Someone was sprinting. My vision of what lay ahead of the crowd remained obscured, but I could tell one thing for sure - No matter what it was, I needed to act fast. Normally, I would prefer to linger behind and observe the cause of the panic. However, the first race down the stairway had already proved these challenges were time-sensitive.
Thirty bodies moved seemed to surge as one across the passageway and into the dark, dilapidated room which lay across it. My eyes flickered behind me; I was near the back, but I maintained a position ahead of five or so others.
I still couldn’t tell why as our jogging turned to flat-out running, but I began to get a hint from the funnel-shaped tunnel we found ourselves in. With each step I took, the walls were caving in more and more to create a narrow, funnel-like structure.
I could only imagine that narrowing got worse as we went on, considering I began to see the crowd among me diminish into a nearly straight line in front of me. The ceiling sloped downward, the floor sloped upward.
The sensation of being in a tunnel brought back memories I’d have rather forgotten. I felt claustrophobic and trapped as we continued, with no direct end in sight. Although there had once been dim torchlight to guide us, now we ran in the pitch black.
“Hey, is it just me or are the walls caving faster?” A boy called out behind me, and I instinctively went to turn my head; that was a mistake. Looking behind me, I could see the walls pouncing on the applicant furthest behind us.
I kept running, but my eyes were glued to the girl at the far back. The floor had pushed up to trip her over, the ceiling suddenly falling just centimetres above her as she lay on her back.

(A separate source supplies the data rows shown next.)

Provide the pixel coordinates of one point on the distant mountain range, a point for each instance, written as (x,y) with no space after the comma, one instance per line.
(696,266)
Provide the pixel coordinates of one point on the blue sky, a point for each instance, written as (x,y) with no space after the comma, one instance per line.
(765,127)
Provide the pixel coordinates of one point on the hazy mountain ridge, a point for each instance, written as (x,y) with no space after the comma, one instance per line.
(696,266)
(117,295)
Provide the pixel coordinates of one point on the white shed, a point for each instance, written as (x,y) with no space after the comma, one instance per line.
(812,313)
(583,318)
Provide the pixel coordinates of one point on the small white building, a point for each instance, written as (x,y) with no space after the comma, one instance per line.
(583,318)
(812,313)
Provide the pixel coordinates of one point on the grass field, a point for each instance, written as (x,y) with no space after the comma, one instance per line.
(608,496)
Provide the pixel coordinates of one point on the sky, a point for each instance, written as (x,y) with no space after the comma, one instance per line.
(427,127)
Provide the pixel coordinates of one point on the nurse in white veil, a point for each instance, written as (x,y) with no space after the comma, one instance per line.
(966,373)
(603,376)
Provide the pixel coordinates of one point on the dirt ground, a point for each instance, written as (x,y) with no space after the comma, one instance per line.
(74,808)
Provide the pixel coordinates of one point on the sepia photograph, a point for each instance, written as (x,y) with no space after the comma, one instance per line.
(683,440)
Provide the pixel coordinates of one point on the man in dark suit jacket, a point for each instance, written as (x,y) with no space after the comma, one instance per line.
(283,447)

“Hey, what’s wrong? Why’re you making the face?” The boy asked, and I could tell his dark hazel eyes were nervously darting my face.

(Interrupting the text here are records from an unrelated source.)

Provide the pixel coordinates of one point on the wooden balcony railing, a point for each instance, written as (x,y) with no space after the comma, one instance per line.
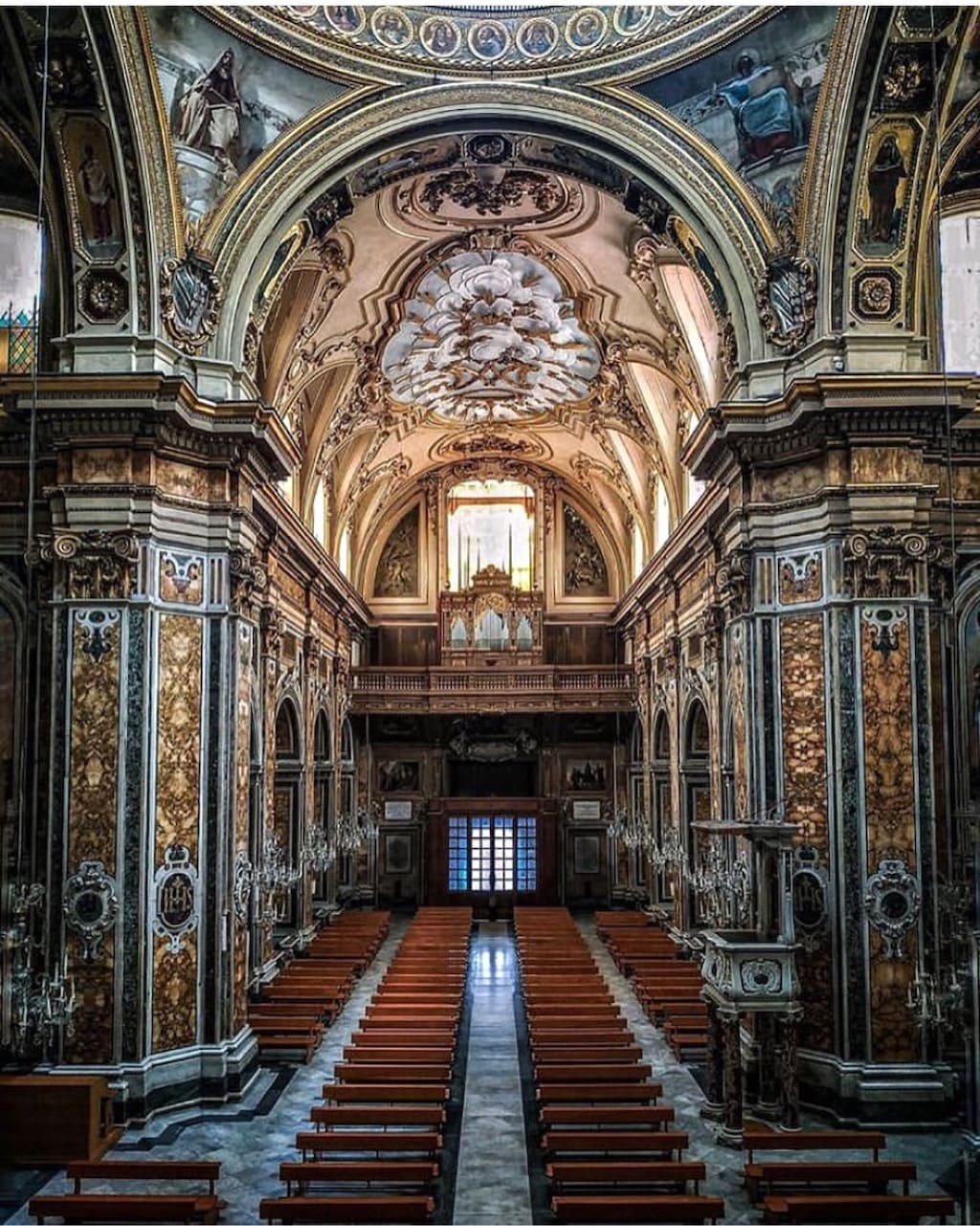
(535,688)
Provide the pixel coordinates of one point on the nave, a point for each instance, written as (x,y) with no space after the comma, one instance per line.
(492,1163)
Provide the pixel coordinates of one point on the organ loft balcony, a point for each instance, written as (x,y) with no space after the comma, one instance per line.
(490,650)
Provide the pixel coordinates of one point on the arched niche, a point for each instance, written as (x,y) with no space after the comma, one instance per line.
(287,799)
(696,798)
(679,166)
(661,794)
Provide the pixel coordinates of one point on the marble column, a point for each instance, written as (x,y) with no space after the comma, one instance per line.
(714,1104)
(731,1050)
(789,1078)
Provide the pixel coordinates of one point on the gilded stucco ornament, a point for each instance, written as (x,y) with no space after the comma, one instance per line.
(190,298)
(90,903)
(787,300)
(892,902)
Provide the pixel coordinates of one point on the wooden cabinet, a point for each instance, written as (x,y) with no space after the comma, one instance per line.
(55,1120)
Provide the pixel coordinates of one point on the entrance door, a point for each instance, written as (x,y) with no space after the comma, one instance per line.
(491,855)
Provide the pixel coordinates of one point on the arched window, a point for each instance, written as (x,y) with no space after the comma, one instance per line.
(20,258)
(696,797)
(661,797)
(961,291)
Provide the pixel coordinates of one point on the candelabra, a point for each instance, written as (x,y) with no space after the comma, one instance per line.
(355,829)
(318,854)
(42,1009)
(936,1003)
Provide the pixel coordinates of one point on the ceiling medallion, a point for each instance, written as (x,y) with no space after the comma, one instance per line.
(490,336)
(492,190)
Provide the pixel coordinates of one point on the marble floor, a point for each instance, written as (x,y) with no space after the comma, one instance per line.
(488,1144)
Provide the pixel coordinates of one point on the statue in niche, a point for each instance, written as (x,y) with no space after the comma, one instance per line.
(397,570)
(585,567)
(210,113)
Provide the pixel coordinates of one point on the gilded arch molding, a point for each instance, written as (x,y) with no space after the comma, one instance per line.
(245,230)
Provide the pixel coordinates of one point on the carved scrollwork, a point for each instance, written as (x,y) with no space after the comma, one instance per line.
(892,902)
(884,563)
(91,903)
(190,298)
(175,897)
(787,300)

“Just… don’t look behind you,” I murmured, before flipping my face back to the front and surging forward.
I could hear him beginning to mutter something in response, presumably out of confusion or fear, but he was interrupted as a scream flooded the entire, never-ending corridor.
Damnit. If the walls were moving faster at the back, then that meant this queue we were in would be extremely dangerous for my position.
Even worse, I could hear the person ahead of me panting heavily - We’d been running at high intensity for a few minutes now, so I could imagine it was beginning to push some of the less fit candidates to their limits.
Normally, I would’ve asked if they were alright or ignored them and moved fast. But, as they panted, they began to slow down so their body could continue to accommodate their demands.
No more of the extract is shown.